Among academics, the most popular theory is the Big Shock, which has many variations. In this view, you get a recession when some big thing like an oil crisis whacks the economy, causing a corresponding reaction. Conservative economists assume individuals and businesses will react in the best and most rational possible way, creating an optimal economic response, so the government shouldn't get involved. Others take the less extreme view that governments and central banks, acting wisely, can intervene to help an economy recover.

A few economists instead prefer what you might call the amplification theory. They suggest that interactions between different parts of an economy might make it possible for even tiny shocks to have big consequences, much as a spark in a parched forest can trigger a vast fire. A small downturn for an auto manufacturer might hurt its suppliers, undermining their ability to supply other auto makers and creating a growing cascade of distress. The cause is less the shock and more the links that amplify it.

For most economists, that's the end of the discussion: Recessions are either the result of big shocks, or of small shocks with amplification. They ignore a third possibility: that an economy might sometimes get seriously out of shape with no shock at all. The omission is odd, because this way of thinking was quite common in economics some 50 years ago.

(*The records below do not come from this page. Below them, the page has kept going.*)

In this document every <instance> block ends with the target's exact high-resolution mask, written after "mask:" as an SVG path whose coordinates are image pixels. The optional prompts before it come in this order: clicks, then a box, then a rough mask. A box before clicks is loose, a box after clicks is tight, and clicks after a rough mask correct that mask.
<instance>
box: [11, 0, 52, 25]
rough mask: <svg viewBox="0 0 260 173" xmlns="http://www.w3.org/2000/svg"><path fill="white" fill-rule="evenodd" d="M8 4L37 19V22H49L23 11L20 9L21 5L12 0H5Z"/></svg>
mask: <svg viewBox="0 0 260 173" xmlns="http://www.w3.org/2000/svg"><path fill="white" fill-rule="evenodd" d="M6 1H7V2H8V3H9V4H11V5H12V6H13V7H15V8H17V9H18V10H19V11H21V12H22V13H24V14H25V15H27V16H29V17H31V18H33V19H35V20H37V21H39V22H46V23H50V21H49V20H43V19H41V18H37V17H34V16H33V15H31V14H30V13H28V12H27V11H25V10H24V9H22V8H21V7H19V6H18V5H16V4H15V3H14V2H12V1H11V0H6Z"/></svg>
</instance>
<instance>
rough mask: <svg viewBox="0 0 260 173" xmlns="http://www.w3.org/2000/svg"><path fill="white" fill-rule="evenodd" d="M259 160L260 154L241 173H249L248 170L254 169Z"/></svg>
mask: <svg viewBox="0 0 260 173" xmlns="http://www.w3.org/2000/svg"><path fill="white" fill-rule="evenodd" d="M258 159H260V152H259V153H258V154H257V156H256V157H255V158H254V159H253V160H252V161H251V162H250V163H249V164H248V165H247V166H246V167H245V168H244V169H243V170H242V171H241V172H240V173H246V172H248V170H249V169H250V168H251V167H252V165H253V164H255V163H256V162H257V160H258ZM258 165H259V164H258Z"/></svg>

Fortunately, a group of economists and physicists is reviving the old “no shocks” idea. Interestingly, they start with a mathematical model of the economy built by Big Shock theorists -- specifically, the so-called Real Business Cycle model, which still garners lots of attention from economists. Like many mainstream economic models, it assumes that individuals and businesses make perfectly rational, optimal decisions, which lead the economy to a stable economic equilibrium. The new research then makes some adjustments to this picture: It assumes that individuals, rather than having perfect foresight when predicting future prices, sometimes make small errors. The result is radically different. The interactions of firms and individuals now create an ongoing turbulence with sporadic recessions arising from a natural lack of coordination, without any shocks at all.
 

 

The researchers go on to show that if you make the model more realistic along any of a number of dimensions -- firms taking a little time to adjust their production to new levels, for example, rather than doing so instantaneously -- you always end up with an inherently unstable economy. The conclusion is pretty much the opposite of what the Real Business Cycle theory's creators originally intended. They wanted to defend the notion that markets work perfectly, not to entertain the possibility that recessions might reflect an inability of markets to coordinate supply and demand. Their own model actually destroys that hope.

It's an amusing and ironic outcome, with implications beyond recessions. For years, many economists have argued that their assumptions of perfect rationality, self-interest and equilibrium are merely convenient elements in valuable thought experiments; they learn about the real world despite the manifestly false assumptions. That position now looks completely indefensible. It looks more as if Big Shock theorists are worried that relaxing their assumptions will lead to some very different and very inconvenient conclusions.

This isn't to say that we know for sure what really causes big recessions. Big shocks, little shocks and inherent instability may all play a role. It will take some honest science to figure that out.